Geburah (Rosso) – Lab Settembre 2013

La sala era stata ottenuta scavando un antro circolare nella nuda roccia.
Illuminata da un braciere centrale e da numerose torce affisse alle pareti risplendeva di un rosso cupo e cangiante; la volta gigantesca era sorretta da un enorme pilastro, Il Pilastro della Severità. Per chi si affacciasse per la prima volta in quello spazio, lo spettacolo era garantito.

Subito davanti al Pilastro cinque gradini di pietra conducevano allo scranno su cui sedeva il Grande e Giusto, avvolto nella sua tunica amaranto, la spada appoggiata di traverso sulle ginocchia, il cappuccio alzato a coprirne completamente il volto.

I duecentosedici Timorati di Dio erano disposti lungo i bordi della sala, ciascuno avvolto dalla stessa tunica rossa del Grande e Giusto, sebbene a capo scoperto, e ciascuno di loro era armato di spada priva di fodero. Tenevano l’arma in mano impugnandone l’elsa come se fossero pronti a un imminente combattimento: ma tutto era calmo, i loro volti erano severi, freddi e impassibili.
Solo il rosso delle fiamme danzava sui loro volti e sulle loro vesti, scolpendoli fuori dalla pietra della sala.

Il novizio si fece strada senza che nessuno lo annunciasse. Era giusto che entrasse e lo fece senza esitazione. La parte superiore della sua tunica non era indossata e pendeva dalla vita, appesa alla corda che la chiudeva, lasciandolo a torso nudo.
Difficile dire che età avesse in mezzo alla penombra disegnata dalle fiamme, ma si distingueva la stazza massiccia, una muscolatura ben sviluppata ed era completamente rasato, privo di peli sul corpo, barba e capelli. Lo sguardo era determinato, la mascella marcata, gli occhi fissi sul braciere.
Non era mai entrato nella sala prima, eppure non si era perso un secondo in contemplazione.

Il Grande e Giusto parlò.
“Tu che vieni nella casa del Padre, sei pronto ad affrontare il Suo Giudizio?”
Il suono era cantilenante, come se avesse pronunciato quelle parole migliaia di volte prima di allora. Il novizio non si scompose, si inginocchiò e la sua voce riecheggiò nitida e forte, in risposta a quella che aveva appena parlato.
“Sì, sono pronto.”
“Allora che sia fugato ogni dubbio sulla tua inclinazione verso il Male!”
A queste parole tre Timorati di Dio si avvicinarono al braciere, uno di loro estrasse un pugnale e lo passò ripetutamente tra le fiamme, gli altri due si portarono ai lati del novizio e lo afferrarono per le braccia cercando di immobilizzarlo.

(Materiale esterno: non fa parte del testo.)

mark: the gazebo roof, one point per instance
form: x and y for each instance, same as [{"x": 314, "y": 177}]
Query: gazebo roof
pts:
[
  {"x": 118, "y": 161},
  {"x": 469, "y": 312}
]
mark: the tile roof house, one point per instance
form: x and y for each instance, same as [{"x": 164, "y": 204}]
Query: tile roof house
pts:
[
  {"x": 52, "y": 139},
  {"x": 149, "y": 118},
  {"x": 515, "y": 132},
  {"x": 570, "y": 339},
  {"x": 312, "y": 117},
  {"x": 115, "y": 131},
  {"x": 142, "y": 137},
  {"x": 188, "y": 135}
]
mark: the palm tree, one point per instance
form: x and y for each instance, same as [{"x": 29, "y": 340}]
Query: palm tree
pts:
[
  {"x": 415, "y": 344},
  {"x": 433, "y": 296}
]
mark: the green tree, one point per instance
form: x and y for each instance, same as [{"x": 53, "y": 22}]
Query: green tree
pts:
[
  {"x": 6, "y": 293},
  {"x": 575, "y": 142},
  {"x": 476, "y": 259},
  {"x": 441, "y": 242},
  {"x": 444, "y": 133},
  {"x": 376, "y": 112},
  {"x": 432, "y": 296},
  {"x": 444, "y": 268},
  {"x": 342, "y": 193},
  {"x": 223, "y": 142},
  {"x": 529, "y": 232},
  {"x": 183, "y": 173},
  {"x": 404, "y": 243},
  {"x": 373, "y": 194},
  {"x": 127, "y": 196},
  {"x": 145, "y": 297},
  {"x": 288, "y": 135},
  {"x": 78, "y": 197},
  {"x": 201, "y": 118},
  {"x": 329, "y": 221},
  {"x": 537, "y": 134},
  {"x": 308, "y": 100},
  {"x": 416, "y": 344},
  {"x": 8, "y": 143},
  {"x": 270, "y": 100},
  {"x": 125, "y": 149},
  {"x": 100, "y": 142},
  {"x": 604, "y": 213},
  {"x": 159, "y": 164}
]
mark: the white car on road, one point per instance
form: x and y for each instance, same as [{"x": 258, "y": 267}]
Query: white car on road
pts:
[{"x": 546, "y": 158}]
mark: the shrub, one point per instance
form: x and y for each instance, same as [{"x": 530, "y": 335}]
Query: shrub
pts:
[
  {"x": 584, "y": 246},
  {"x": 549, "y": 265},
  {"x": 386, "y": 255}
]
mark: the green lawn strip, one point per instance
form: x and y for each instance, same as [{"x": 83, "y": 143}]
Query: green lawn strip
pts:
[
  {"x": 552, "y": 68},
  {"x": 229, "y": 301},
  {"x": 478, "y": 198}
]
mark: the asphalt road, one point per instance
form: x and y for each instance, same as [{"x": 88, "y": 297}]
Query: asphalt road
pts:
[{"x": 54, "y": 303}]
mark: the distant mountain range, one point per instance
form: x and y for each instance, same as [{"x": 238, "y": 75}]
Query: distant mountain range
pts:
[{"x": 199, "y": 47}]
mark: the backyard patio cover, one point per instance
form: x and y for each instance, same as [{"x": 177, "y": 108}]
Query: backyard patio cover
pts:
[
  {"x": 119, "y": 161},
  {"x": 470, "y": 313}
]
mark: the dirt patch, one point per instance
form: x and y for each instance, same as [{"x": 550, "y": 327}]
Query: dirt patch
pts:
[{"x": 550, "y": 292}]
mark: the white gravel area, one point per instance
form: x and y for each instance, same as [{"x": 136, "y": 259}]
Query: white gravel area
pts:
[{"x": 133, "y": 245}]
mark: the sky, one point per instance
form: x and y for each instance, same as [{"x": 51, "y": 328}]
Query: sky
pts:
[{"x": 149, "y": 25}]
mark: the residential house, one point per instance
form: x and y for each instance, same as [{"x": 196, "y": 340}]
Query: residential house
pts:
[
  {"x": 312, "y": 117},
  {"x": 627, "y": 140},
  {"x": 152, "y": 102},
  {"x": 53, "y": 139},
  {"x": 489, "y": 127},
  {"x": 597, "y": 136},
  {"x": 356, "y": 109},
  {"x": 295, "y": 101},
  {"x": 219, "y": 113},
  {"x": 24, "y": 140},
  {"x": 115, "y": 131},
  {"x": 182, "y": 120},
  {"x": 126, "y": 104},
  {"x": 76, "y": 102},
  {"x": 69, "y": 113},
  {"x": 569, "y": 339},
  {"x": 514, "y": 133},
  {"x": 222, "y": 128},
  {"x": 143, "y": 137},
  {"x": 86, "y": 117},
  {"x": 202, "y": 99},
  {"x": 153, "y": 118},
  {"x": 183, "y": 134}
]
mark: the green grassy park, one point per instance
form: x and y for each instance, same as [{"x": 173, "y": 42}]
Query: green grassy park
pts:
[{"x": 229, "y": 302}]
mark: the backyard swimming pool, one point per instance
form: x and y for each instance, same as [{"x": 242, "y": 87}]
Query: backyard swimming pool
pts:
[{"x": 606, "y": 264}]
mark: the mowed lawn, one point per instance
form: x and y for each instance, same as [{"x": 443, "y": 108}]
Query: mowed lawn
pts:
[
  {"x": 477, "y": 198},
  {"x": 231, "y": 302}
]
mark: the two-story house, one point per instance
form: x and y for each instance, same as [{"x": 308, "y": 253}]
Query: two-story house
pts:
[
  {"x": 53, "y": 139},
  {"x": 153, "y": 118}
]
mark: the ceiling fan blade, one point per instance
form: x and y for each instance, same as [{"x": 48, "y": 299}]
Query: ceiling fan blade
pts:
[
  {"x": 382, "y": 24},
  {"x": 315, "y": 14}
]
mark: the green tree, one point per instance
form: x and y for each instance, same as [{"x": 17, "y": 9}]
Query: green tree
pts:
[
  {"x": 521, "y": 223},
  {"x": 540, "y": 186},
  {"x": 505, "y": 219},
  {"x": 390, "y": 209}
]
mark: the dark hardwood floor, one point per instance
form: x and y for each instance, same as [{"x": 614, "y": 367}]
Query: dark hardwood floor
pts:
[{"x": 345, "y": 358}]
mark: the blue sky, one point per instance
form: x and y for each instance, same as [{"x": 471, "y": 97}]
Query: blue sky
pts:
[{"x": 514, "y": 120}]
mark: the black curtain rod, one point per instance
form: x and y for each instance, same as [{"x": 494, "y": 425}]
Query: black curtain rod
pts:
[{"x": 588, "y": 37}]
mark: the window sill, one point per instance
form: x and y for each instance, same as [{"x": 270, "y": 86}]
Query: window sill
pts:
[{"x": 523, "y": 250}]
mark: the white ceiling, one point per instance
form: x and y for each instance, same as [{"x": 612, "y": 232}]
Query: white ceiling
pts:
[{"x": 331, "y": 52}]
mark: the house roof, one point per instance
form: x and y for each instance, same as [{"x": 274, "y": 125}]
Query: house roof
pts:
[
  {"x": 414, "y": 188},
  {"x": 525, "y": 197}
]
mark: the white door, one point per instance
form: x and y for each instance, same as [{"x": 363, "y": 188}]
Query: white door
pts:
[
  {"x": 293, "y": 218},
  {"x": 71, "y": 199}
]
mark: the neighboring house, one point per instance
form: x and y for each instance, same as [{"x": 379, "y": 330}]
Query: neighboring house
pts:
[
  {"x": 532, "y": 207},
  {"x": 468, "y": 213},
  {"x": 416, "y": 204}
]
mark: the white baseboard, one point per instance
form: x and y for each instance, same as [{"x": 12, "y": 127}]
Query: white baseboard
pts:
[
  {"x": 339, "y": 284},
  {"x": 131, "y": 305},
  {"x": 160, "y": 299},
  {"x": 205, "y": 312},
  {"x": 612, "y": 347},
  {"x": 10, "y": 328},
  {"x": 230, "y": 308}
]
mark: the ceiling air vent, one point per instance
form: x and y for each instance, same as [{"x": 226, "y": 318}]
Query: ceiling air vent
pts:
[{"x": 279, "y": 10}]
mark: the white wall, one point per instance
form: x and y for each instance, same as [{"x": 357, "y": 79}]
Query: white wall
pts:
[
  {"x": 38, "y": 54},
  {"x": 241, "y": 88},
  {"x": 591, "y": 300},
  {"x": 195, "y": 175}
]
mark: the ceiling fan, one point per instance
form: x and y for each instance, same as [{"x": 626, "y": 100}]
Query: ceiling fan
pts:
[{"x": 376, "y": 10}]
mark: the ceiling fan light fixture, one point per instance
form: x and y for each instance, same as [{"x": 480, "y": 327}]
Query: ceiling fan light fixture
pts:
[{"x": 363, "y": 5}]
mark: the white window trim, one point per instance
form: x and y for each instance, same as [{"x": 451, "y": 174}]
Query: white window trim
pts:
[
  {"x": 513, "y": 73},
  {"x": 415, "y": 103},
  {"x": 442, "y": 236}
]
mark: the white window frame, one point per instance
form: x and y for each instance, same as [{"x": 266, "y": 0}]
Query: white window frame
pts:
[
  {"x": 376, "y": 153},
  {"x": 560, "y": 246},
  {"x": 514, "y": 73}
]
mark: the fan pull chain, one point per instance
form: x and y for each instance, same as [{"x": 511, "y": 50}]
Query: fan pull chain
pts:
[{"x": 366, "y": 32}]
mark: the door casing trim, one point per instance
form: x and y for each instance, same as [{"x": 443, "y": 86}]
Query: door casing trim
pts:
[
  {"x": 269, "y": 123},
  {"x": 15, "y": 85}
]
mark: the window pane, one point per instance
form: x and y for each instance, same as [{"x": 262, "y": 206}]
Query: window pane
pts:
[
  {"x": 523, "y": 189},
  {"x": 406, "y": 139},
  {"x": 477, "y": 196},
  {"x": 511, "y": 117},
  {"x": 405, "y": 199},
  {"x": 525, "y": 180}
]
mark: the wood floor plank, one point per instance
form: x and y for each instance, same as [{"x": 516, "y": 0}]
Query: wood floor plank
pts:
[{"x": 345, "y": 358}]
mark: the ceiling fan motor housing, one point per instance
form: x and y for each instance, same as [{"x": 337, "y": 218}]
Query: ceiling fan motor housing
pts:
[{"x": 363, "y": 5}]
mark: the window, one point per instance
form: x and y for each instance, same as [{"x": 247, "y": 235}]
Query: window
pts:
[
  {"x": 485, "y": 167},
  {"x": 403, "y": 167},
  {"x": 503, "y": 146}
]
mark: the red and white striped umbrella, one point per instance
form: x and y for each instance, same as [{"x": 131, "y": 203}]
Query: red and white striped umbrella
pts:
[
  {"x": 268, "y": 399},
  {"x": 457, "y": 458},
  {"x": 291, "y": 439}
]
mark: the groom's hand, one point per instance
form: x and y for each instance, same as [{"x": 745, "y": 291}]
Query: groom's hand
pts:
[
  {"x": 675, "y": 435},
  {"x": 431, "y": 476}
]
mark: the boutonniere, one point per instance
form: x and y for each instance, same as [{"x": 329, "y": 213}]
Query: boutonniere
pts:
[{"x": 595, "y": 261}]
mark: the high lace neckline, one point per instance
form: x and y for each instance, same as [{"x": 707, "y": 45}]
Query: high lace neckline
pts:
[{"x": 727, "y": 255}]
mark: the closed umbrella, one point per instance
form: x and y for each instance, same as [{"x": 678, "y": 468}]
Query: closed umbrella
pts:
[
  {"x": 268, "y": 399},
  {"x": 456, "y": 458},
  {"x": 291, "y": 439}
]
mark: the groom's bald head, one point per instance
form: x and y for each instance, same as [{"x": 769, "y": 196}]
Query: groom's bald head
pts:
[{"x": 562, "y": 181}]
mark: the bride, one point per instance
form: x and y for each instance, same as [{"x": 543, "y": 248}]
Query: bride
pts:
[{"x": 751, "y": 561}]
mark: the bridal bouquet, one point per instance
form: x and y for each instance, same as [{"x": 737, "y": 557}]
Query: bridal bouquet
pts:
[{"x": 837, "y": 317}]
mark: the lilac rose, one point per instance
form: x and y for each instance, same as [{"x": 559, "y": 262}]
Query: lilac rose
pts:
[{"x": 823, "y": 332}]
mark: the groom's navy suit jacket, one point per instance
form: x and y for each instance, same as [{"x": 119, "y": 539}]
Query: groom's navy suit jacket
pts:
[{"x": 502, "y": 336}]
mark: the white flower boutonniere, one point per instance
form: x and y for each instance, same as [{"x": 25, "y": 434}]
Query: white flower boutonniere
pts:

Ma lui si divincolò, incrociò le braccia al petto e si piegò con il busto in avanti, offrendo la propria schiena all’uomo col pugnale.
Questi iniziò a incidere la carne e il sangue prese a sgorgare vermiglio, mentre il novizio respirava intensamente, senza emettere lamenti e restando immobile. Quando il pentacolo fu completato il coltello lordo di sangue fu lasciato davanti alle sue ginocchia e i tre uomini si ritirarono.

Il Grande e Giusto tornò a parlare.
“La prima prova è stata completata. Tu ora porti il Simbolo, ma possiedi solo un pugnale lordo del tuo stesso sangue. Per essere un vero Timorato di Dio e combattere per il Bene Maggiore ti serve una spada. E solo duecentosedici possono essere le spade della mano sinistra di Dio. Quindi scegli attentamente chi sfidare e vinci la spada o muori da uomo giusto.”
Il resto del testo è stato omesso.